На первый взгляд Канада мне понравилась. Несмотря на сходство климата и природы с российскими, все здесь было иначе. Разве не к этой инаковости стремилась моя душа?!

«Хай будэ гирше, абы инше», – любила повторять наша домработница Ганя. На этих словах она замирала и смотрела вдаль немигающим взглядом.

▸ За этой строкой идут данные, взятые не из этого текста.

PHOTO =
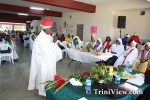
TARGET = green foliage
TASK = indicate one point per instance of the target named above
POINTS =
(82, 79)
(121, 68)
(99, 72)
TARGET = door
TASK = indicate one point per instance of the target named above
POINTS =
(80, 31)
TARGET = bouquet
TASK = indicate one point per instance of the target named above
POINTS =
(100, 72)
(57, 83)
(88, 47)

Знакомство с инаковостью страны вначале насыщало мое любопытство, но параллельно мне необходимо было находить что-то знакомое, родное из прошлой жизни, как например, «травки, цветочки», которые упомянула внучка Льва Толстого, когда мы встретились с ней в Риме… В детстве ее называли Татьяной Татьяновной, так как мать ее – дочь писателя – тоже звали Татьяной. Об этом мне рассказала моя тульская бабушка Н. А. Калашникова, – почти ровесницы, они приятельствовали в юности. Передавая мне копию старой фотографии, где все они красивые и молодые на прогулке в Ясной Поляне, она просила поискать Т. Т. в Риме. До нее дошли слухи, что Татьяна замужем за итальянским графом Альбертини.

Найти графиню оказалось нетрудно, она была президентом Красного Креста с офисом на Виа Венето. Более ухоженной пожилой дамы я в жизни не видела. Накануне она вернулась из Америки, где хоронили Александру Львовну Толстую, ее тетю. Говорили мы с ней о ностальгии, которую она, как мне показалось, остро ощущала.

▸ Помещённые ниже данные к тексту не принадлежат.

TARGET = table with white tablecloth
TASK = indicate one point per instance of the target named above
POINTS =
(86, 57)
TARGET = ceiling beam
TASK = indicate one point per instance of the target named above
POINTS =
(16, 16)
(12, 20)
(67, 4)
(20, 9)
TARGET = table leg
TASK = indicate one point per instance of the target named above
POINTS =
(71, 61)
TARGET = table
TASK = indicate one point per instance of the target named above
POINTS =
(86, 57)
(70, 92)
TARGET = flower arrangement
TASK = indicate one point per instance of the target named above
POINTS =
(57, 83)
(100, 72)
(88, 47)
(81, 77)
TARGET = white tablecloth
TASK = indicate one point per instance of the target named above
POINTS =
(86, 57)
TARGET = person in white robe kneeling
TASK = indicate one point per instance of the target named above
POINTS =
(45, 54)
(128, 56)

– Ничего, вы едете в Канаду, это вам не Италия, – с некоторым пренебрежением сказала она. – В Канаде все очень, очень похоже на Россию – те же цветочки, те же травки…

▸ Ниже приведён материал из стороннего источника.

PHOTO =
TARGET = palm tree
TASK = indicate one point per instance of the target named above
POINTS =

И все же Канада совсем не была похожа на европейскую часть России. Я скучала по уютным городским паркам с большими садовыми скамейками, на которых в пору моего детства болтали между собой няньки, пока их подопечные играли в песочнице. Няньки лузгали семечки, и асфальт перед ними был причудливо покрыт шелухой; в солнечный день казалось, что она переливается узорами восточных ковров. Но Канада не Европа, не Москва, не Киев – там в цене дикая природа, парков в моем понимании не было, а в лесопарках по выходным происходили народные гуляния с дымом от барбекю, но не тем, что дым отечества, а с сильными запахами мультинациональных блюд, которые с непривычки мне не нравились. Я попробовала прогуливаться с новорожденным сыном в гипермаркете среди полок до потолка, заполненных всем, да не тем, – а даже если и тем… Я присматривалась к лицам. Толпы людей и… никого! Никто ни на ком не задерживает взгляд – никто, и я тоже. Они чужие и мне, и друг другу, их ничего не связывает, нет любопытства, ноль общих ассоциаций, нет «Двух капитанов», нет «Дикой собаки Динго», нет «Кортика», даже общих врагов нет. Редко, очень редко кто-нибудь задержит взгляд – и тут же: «Ах, простите, ошибка, я не хотел нарушать ваше личное пространство!»

Канадцы, несмотря на изобилие рас и народов, долго казались мне достаточно однородной массой, и все же постепенно индивидуальные черты стали проступать, как фото в проявителе, удивляя иногда неожиданными результатами.

Как-то раз в университете, где я читала лекции по русскому авангарду, я познакомилась с преподавательницей живописи – англичанкой «с лица необщим выраженьем». После занятий ее встречал муж, итальянский физик. Несколько раз они подвезли меня домой, и вскоре мы получили приглашение в гости. Кроме нас была еще колоритная супружеская пара – молодой японец-керамист с женой-американкой – профессором политэкономии, старше его на ощутимые годы. Когда она смеялась, часто невпопад, казалось, что она близка к истерике. Судя по всему, компания была нашего круга, и мы надеялась расширить светское общение. Мы оказались абсолютно не подготовлены к тому, что у интеллигентных людей, как мы это понимали в СССР, взгляды окажутся настолько несовместимы с нашими, что дело чуть не кончилось дракой. После вялого с нашей стороны разговора о преимуществах социализма (наш пост-сталинский советский они за социализм не считали), начался спор.

– Испортили гениальную идею, – сетовала жена японца. – Вы говорите, Сталин убийца? Да он построил вам самую справедливую страну, победил фашизм…

– А ГУЛАГ, а расстрелы?

– Вот скажите, – профессорша ткнула своего японца пальцем в лоб, – если у вас на лбу сидит комар, а я, желая его убить, чтобы спасти вас от укуса, промахнулась и стукнула вас по лбу молотком, я убийца?!